Raise 251
August 10, 2018 - December 14, 2018
Alabama Contemporary Art Center
301 Conti Street
Mobile, Alabama

Raise 251
August 10, 2018 – December 14, 2018

Featuring new commissions exploring hidden or overlooked issues affecting community health in Mobile, Raise 251 aims to educate and empower Mobile’s citizens by enhancing their capacity to better participate in decision-making about their health.

Taking traditional “photovoice” methods of community-based participatory research as its starting point, this exhibition and community initiative has been developed by Alabama Contemporary in partnership with the University of South Alabama’s Center for Healthy Communities (CHC).

Raise 251 provides four Community Health Advocates, representing health-disparate neighborhoods across Mobile, with one-on-one mentorship and support in bringing the issues facing their communities to the wider public. Photographs by Barbara Hodnett, Frewin Osteen, Bomani Williams, and Sheena Williams will be presented alongside new commissions from Jamey Grimes, Wanda Sullivan, and Pinky MM Bass that amplify and interpret their unique insights and perspectives.

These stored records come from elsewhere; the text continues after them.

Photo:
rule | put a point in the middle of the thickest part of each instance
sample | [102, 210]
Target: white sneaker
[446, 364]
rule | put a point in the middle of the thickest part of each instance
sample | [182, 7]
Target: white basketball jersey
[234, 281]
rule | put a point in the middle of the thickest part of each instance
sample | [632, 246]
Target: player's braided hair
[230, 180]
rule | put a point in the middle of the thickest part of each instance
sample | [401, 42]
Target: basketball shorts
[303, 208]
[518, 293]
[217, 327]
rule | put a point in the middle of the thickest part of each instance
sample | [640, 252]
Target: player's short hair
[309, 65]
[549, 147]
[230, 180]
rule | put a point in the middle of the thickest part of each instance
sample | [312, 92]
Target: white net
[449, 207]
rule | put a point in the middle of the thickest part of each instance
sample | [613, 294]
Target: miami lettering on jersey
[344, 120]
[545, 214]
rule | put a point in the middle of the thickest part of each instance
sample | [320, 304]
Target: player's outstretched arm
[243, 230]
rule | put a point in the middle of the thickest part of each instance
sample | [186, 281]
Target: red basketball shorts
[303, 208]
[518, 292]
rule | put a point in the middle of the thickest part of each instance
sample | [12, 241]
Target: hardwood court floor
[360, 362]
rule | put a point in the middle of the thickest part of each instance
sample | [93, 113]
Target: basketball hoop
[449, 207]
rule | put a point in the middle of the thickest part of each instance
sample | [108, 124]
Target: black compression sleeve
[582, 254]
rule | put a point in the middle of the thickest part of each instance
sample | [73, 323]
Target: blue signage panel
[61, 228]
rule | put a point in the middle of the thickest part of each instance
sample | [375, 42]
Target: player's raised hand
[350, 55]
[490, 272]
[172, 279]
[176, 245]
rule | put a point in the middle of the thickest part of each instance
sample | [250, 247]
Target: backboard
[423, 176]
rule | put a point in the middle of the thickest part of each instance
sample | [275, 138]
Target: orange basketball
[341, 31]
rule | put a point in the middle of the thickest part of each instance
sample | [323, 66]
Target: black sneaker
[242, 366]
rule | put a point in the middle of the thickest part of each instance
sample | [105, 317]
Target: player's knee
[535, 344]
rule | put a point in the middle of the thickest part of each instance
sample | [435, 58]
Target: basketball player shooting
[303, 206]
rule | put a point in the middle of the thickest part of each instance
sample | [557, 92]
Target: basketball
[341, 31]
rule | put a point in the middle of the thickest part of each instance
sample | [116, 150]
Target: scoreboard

Accompanying the exhibition, Alabama Contemporary will hold a series of workshops examining contemporary issues surrounding nutrition, growth, and community change. In addition, photographer Vincent Lawson will lead a series of workshops specifically designed to engage local public school students and Boys & Girls Club youth in the power of photographic storytelling.

Jamey Grimes’ immersive installation Transpiration illustrates the gravity-defying movement of water through a plant. Light, projections, and a sprawling expanse of melted plastic reaching toward the ceiling model organic patterns and mechanisms of growth. In Synthetic Naturals, Wanda Sullivan digitally-manipulates photographs of Deep South flora to create a new series of kaleidoscopic oil paintings exploring technology’s role in the diminishing health of the planet. In Linkage, Pinky MM Bass collaborates with her son, Florida State University professor Dr. Hank W. Bass — who researches genetics at cellular and molecular levels — to create an installation featuring maize plants and photography alongside a series of electron photomicrographs adorned with the artist’s intricate stitching.